Katar wird inzwischen seit knapp einem Monat von seinen Nachbarn blockiert - von Saudi-Arabien, den Vereinigten Arabischen Emiraten, Bahrain und Ägypten. Die Staaten haben Katar ein Ultimatum gesetzt und Forderungen aufgestellt - u.a. soll das Land seine Beziehungen zum Iran abbrechen. Kuweit und auch der deutsche Außenminister versuchen gerade noch eifrig, zu vermitteln. Soweit die große Politik, aber wie wirkt sich diese Blockade eigentlich konkret auf den Alltag in Katar aus? 

"Die Supermarktregale sind inzwischen wieder gut gefüllt", sagt Kathrin Lemke. Sie ist Repräsentantin der Deutschen Auslandshandelskammern in Katar und lebt seit September 2016 in dem Land. Was sich verändert habe, sei die Auswahl. Bis vor Kurzem kamen Milchprodukte aus Saudi Arabien, jetzt sieht man mehr türkische, iranische oder auch einheimische Waren in den Läden. Und ein bisschen teuer seien die Lebensmittel jetzt auch.
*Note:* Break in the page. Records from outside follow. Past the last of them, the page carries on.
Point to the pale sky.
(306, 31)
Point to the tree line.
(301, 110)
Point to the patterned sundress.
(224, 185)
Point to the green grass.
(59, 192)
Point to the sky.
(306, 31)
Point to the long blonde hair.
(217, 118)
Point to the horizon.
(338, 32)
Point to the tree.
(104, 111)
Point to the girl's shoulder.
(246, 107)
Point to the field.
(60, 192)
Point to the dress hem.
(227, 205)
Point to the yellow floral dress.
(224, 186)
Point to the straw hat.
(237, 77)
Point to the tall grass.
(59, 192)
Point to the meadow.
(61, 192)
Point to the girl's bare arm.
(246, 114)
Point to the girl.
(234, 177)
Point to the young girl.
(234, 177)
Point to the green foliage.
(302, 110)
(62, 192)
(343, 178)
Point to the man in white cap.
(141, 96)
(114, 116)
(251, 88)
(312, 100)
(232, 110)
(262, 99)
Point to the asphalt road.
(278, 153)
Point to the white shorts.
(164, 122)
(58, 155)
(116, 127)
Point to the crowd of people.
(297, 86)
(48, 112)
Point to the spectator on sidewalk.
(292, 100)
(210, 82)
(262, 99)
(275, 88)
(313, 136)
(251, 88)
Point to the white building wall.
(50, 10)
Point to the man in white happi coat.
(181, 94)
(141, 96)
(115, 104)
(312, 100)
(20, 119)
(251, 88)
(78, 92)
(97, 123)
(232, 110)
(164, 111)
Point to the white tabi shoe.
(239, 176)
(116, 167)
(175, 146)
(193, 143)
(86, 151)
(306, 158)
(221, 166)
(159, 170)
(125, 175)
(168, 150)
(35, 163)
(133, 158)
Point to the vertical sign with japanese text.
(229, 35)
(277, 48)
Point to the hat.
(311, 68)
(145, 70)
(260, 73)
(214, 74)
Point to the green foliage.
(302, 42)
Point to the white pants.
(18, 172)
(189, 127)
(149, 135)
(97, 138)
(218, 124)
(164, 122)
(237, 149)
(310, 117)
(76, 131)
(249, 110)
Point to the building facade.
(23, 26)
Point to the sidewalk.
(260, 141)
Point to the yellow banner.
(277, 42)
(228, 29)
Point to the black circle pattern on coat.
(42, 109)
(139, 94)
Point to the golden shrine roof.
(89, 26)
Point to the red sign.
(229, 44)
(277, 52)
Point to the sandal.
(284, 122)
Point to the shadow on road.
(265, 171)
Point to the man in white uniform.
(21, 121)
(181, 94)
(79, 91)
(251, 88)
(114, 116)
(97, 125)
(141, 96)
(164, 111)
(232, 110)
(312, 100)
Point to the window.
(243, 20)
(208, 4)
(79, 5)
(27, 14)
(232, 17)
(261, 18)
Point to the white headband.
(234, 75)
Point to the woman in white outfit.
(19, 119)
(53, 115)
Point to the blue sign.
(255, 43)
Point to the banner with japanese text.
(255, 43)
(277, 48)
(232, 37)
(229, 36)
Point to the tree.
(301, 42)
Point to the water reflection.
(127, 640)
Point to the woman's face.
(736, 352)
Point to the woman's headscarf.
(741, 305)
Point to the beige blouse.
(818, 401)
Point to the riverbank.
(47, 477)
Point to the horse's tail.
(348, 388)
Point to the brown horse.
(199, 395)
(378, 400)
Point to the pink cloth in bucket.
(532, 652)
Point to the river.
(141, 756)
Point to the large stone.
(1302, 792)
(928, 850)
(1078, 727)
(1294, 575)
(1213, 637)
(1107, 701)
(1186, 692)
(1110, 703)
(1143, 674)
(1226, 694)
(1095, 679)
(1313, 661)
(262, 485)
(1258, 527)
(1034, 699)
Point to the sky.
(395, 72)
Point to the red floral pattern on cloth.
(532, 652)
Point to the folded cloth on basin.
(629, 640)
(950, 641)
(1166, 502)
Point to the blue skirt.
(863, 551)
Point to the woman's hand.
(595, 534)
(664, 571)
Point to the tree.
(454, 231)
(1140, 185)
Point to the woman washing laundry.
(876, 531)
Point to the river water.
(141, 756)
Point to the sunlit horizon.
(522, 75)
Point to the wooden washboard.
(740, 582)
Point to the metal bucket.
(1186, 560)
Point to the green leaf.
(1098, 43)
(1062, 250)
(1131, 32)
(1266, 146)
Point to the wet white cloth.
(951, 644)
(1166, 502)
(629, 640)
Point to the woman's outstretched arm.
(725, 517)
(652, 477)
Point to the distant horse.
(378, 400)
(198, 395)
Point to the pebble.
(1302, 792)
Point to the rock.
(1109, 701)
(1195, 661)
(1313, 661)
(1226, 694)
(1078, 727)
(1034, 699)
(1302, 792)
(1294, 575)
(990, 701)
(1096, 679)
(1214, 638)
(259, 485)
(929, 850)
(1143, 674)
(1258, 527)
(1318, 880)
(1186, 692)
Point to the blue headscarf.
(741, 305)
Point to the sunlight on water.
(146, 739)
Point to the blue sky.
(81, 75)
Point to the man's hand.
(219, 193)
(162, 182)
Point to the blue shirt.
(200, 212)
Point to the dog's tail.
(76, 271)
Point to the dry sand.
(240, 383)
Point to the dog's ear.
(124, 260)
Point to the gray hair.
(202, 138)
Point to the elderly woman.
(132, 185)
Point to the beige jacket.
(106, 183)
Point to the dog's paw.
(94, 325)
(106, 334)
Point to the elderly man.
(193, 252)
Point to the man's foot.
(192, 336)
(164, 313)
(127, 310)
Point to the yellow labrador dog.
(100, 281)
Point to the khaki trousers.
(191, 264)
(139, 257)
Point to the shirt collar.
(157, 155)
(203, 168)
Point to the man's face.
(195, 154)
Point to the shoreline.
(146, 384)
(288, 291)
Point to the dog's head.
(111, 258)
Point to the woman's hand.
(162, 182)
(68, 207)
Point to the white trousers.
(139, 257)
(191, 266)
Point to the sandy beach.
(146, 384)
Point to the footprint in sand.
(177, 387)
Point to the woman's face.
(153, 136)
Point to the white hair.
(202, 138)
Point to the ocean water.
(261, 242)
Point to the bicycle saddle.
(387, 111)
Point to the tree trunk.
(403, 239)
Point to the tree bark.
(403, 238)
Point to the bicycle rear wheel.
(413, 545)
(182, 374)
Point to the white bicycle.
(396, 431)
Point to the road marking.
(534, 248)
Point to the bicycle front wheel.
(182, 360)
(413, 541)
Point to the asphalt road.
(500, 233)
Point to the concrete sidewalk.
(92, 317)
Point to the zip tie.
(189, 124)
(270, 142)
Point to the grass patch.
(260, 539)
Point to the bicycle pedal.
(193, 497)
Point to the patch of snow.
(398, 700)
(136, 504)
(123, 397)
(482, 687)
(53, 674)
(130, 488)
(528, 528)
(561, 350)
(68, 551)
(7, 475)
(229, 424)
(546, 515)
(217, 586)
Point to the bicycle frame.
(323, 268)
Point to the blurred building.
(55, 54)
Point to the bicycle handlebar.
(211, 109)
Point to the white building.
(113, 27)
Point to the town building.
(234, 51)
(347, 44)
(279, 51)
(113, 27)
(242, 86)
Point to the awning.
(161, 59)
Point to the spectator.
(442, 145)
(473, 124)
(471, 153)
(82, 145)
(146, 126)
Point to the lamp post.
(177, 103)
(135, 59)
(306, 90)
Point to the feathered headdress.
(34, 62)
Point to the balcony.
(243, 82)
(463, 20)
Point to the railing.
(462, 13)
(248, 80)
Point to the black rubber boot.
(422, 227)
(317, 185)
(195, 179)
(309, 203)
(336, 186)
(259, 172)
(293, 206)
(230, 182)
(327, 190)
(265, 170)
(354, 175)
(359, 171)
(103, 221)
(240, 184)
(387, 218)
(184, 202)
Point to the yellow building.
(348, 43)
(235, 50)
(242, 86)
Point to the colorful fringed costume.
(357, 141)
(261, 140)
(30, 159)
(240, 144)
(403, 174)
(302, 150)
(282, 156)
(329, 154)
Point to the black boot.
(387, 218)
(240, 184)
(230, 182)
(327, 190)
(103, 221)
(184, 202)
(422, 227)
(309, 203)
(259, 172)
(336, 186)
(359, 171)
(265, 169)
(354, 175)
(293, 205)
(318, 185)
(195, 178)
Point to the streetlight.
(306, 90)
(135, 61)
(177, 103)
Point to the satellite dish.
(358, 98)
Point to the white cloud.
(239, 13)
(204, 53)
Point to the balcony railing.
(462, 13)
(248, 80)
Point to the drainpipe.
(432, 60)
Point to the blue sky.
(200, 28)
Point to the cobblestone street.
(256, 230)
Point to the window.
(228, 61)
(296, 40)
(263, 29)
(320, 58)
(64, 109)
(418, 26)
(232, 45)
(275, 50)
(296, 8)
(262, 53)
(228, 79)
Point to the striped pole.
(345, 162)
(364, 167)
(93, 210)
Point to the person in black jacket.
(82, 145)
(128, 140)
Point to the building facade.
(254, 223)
Kathrin lebt in der Hauptstadt Doha. Katar ist aber ein sehr kleines Land, etwa halb so groß wie Hessen. Darum lassen sich die Erlebnisse von Kathrin Lemke auch auf das restliche Land beziehen. 

Kathrin Lemke, Repräsentantin der Deutschen Außenhandelskammern in Katar
© Kathrin Lemke
Kathrin Lemke ist die Repräsentantin der Deutschen Auslandshandelskammern in Katar und lebt in Doha.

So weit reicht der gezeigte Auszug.